Fine manufacturing processes create sturdy cast iron items and robust steel-reinforced components that resonate with structural soundness, but such mechanical solidity doesn’t just happen, not without an incorporated processing stage that intelligently manipulates key metallic properties until they fit a specified application. The heat treating of steels & cast irons delivers finite mastery over these base mechanical attributes, thus altering the behavior of the metal, but why should we go through all of this trouble? Doesn’t iron come out of the ground hard and ready to serve numerous robust applications?

Organizing a Chaotic Microcrystalline Structure

Iron and its many alloy-rich familial members may look strong and feel dense, but looks can deceive because these apparently tough metals are relatively disordered at the granular level. The composition of the material is hard in some areas and possessed of localized brittleness in others. It needs to be homogenized and then toughened. Like a battalion of untrained soldiers, the microcrystalline structure must be tamed by heat and taught to assemble in an orderly manner.

The Trial by Fire Development of Heat-Tempered Properties

Of course, all of these processed alloys are bound for specific applications, so they also have to be modified to emphasize certain material characteristics while attenuating others, which means we’re talking about more than one structurally altering technique at this point. The process begins by normalizing the metal, by homogenizing the entire structure so that it can be declared uniformly treated. Hardening and ductility aren’t the goals here, but the elimination of localized mechanical irregularities is a definite objective.

The Refined Injection of Mechanical and Physical Attributes

The heat treating of steels & cast irons then moves on apace by imbuing the object with machined features, bent shapes and sectional cuts that bring the product ever closer to its final marketable form. Annealing is important during this fabrication stage because a slowly applied heating and cooling action relieve the metallic stress added by the machining work, thus making the part workable once more. Meanwhile, the trial by fire centers on a rigorous hardening phase, one that hardens the part by exposing it to extreme levels of heat and then immediately quenches the fire so that the required hardness rating is locked in place.

What’s been described here is a basic linear run, but the heat treating of steels & cast irons will typically use a cyclical chain, one that works with the machining phase to clarify a form-versus-function configuration. Form has been realized through tooling while material function has been established according to client specifications. And, finally, a necessary finishing stage adds polish and refinement to the overall form.

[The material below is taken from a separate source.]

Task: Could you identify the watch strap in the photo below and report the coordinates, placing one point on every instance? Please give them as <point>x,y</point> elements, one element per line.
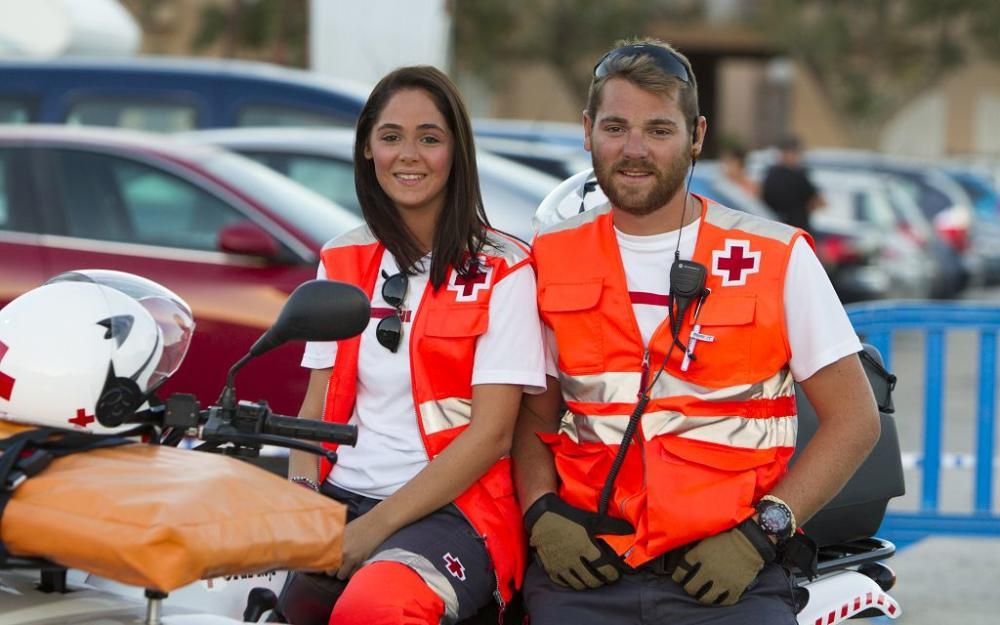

In the foundry, blazing hot furnaces melt metal and produce castings, parts that are imbued with crude properties. It is then down to special alloy-refining facilities to alter those material characteristics, to intelligently manipulate key microcrystalline properties within the alloy so that the metal suits its application. Of these newly injected features, hardness and durability rank very high, perhaps because these are the features we all associate with a toughened metal. Anyway, regardless of these musings, let’s take a look at two of the easily identifiable hardening techniques, the processes we know as flame hardening and induction heating.

Both of these fine engineering processes yield excellently finished metal components, parts that have been case hardened to enhance the mechanical properties of the product. Still, there are differences to be found, and we should clarify those contrasting features. First of all, the induction process is a whole-unit one, a technique that uniformly case hardens a subject part. Conversely, flame hardening relies on convection and conduction, two influences that are hard to associate with uniform distribution. Similarly, the reliability factor of the induction method favours automation and mass production. Of course, these comparisons aren’t all characterized by a one-sided battle. The flame hardening and induction heating contest sides with the flame when cost is a factor, plus a focused flame can selectively case harden complex geometrical profiles.

Singled out as a mass production champion, the induction hardening mechanism is typically preferred, but the flame still has its place as a cost-effective and versatile hardening solution.